Let's suppose we want to allow access to this page for an entire group. Then we go into uf_authorize_group (for example, through phpMyAdmin), and insert a record:
| id | group_id | hook | conditions |
|---|---|---|---|
| x | 1 | uri_account-groups | always() |
group_id is the group that we are authorizing access for, for example, the Users group. uri_account-groups is the hook that we are defining, and conditions lets us use an expression to limit the conditions under which members of this group have access. To always allow access for this group, simply use the condition always().
Cool! Now anyone who is a member of group 1, that is the Users group, will be able to access your new page. Anyone who isn't a member, including unauthenticated users, will be shown a 404 error page.
Linking to Your Page in the Navbar
What's that, you want your page to show up in the sidebar? Well, ok.
Head on over to userfrosting/templates/themes/default/menus/sidebar.html. You'll see some links like:
{% raw %}
{% if checkAccess('uri_users') %}
<li>
<a href="{{site.uri.public}}/users"><i class="fa fa-users fa-fw"></i> {{ translate("MENU_USERS") }}</a>
</li>
{% endif %}
{% endraw %}The checkAccess function in Twig works just like $app->user->checkAccess.

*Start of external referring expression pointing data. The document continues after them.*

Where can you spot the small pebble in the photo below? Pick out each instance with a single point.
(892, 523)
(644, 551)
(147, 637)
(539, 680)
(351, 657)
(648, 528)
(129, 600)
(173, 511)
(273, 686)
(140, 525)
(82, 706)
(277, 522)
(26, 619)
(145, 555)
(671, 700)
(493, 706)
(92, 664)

This will let you display a menu item only when the user has access to that page.
{% raw %}{{site.uri.public}}{% endraw %} is the root URL of your site, which UserFrosting automatically detects and loads into the global site variable.
The translate function allows for multilanguage support. If you want to have different versions of the text for this menu item depending on the user's locale, you can define a message id in the various language files in userfrosting/locales, and translate will select the appropriate message for the current user's locale. If you don't care about multilanguage support, you can simply put the text here that you'd like the menu item to appear as:
{% raw %}
{% if checkAccess('uri_account-groups') %}
<li>
<a href="{{site.uri.public}}/account/groups"><i class="fa fa-tags fa-fw"></i> My Groups</a>
</li>
{% endif %}
{% endraw %}And that's it! I hope this was helpful!